Little Chicks Preschool is located at the back of the Shawbirch Community Centre, and Ercall Day Nursery is located at the nearby Princess Royal Hospital.

St. Peter's Church of England Primary is the nearest primary school to Shawbirch, located in nearby Bratton. Dothill Primary School is less than one mile from Shawbirch, with other primary schools including Old Hall, St.

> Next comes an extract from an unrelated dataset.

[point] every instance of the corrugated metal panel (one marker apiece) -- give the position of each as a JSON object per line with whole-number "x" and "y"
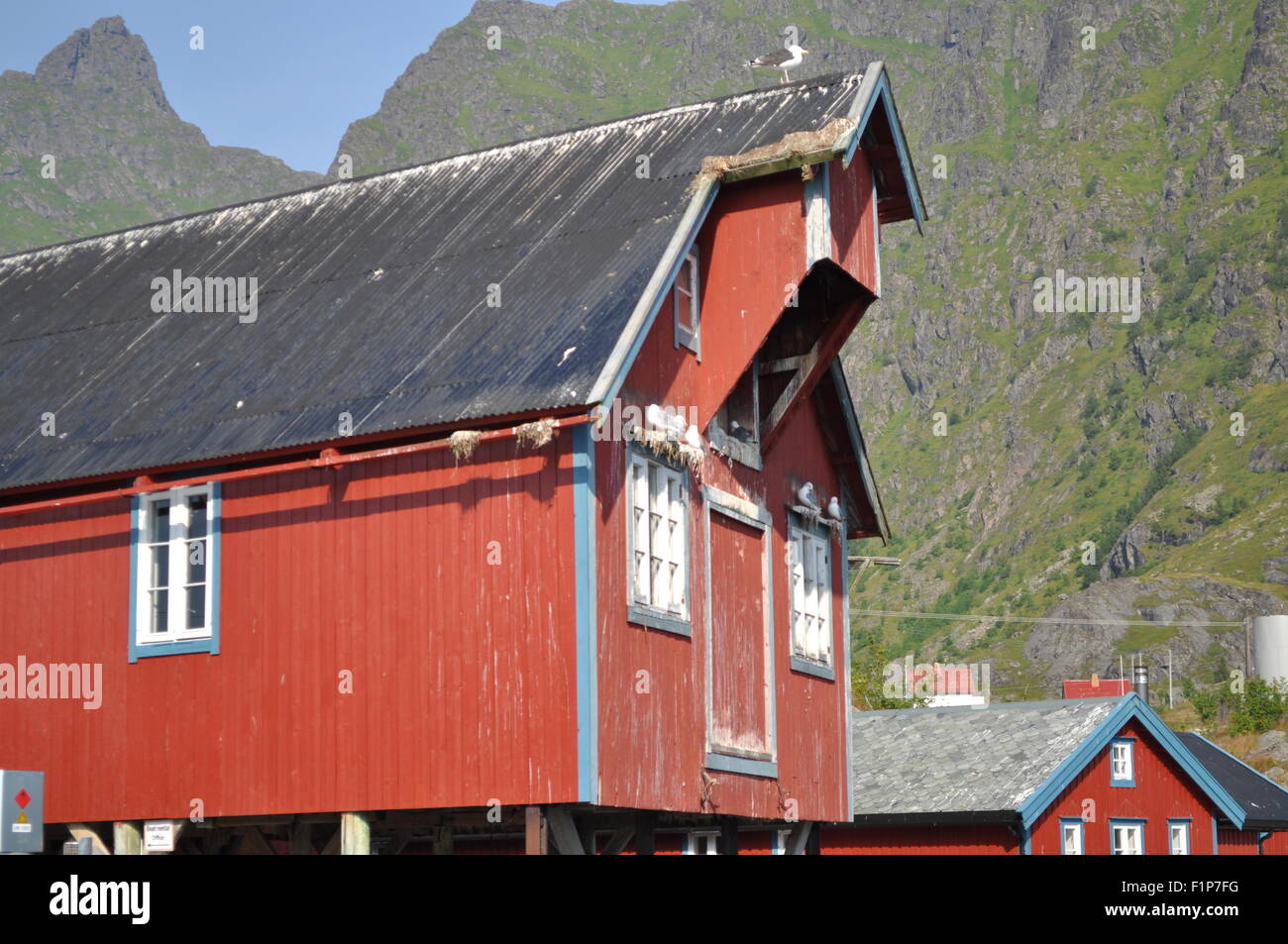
{"x": 373, "y": 296}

Patrick's Roman Catholic and Wrekin View Primary located in the nearby town of Wellington.

== Health services ==
There is a medical centre, a pharmacy and a dental practice located in the Shawbirch Community Centre, and a veterinary centre is also located in Shawbirch. The Princess Royal Hospital is located in the neighbouring village of Apley.

== Transport ==

=== Bus ===
The 15 bus route from Telford to Arleston and 16 bus route from Telford to High Ercall run through Shawbirch and are both operated by Arriva Midlands.

=== Train ===
The nearest train station is the Wellington, which operates services to places like Birmingham New Street and Shrewsbury Station. Other nearby stations include Telford Central.

=== Car ===
The B5063 and B4394 runs through Shawbirch. The A442 Queensway is located at the Shawbirch roundabout opposite the service station. The M54 motorway is at the back of the nearby Wrekin Retail Park.